Evolution of the Clinical, Immuno-virological and Aging Trajectory of Patients Living With HIV
Evolution Over 15 Years (2008-2023) of the Clinical, Immuno-virological and Aging Trajectory of Patients Living With HIV
Centre de Recherches et d'Etude sur la Pathologie Tropicale et le Sida
120 participants
Apr 23, 2024
OBSERVATIONAL
Conditions
Summary
Main objective is: * To characterize the evolution of the immuno-virological profile of circulating blood cells and immune aging in patients who had participated to TEMPO-1 in 2007-2008 * To evaluate the role of immune aging and inflammatory profile in the occurrence of comorbidities in HIV-infected individuals over a 15-year period The alterations that affect the innate and adaptive immune cell compartments in HIV-infected patients are reminiscent of the process of immune aging, characteristic of old age. These alterations, the presumed cause of which is the chronic systemic immune activation established in patients, contribute to the depletion of lymphoid resources which probably leads to the decline of immune competence with the progression of HIV disease. The comparison between HIV-1-infected patients and uninfected older adults goes beyond the mere appearance of immunosenescence and extends to the deterioration of a number of physiological functions linked to inflammation and to systemic aging.

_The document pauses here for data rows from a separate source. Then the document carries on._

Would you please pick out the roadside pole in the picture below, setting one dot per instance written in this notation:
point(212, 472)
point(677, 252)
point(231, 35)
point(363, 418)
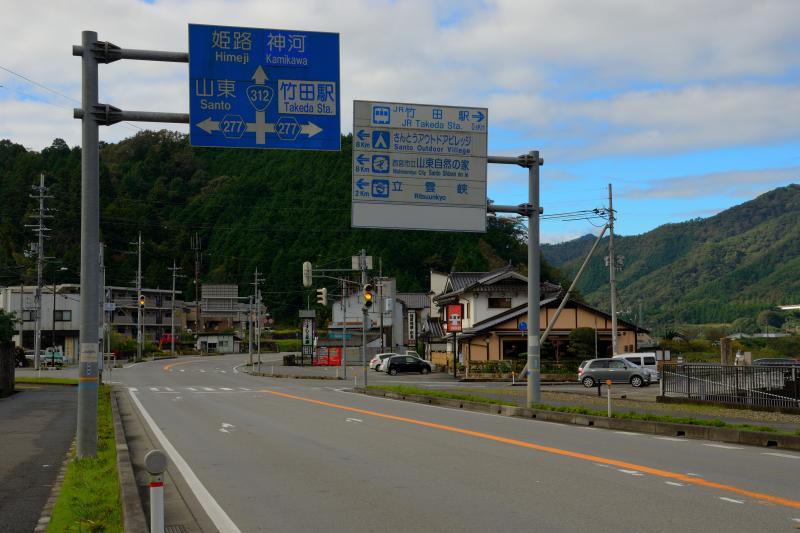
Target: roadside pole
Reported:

By inducing persistent and lasting immune activation, HIV-1 infection is now considered a model of accelerated immunosenescence and systemic aging. During this process, the immune system quickly becomes exhausted, because the source of its exhaustion (i.e. HIV) cannot be eliminated. To determine which factors may contribute to immunosenescence in HIV-1 infection, we propose an extensive immune and virological evaluation in patients who participated in a cross-sectional assessment of immune functions and TEMPO-1 viral reservoirs after 15 years of evolution in order to determine their immune and viral trajectories, to compare these trajectories with the major clinical events and the comorbidities occurring in them.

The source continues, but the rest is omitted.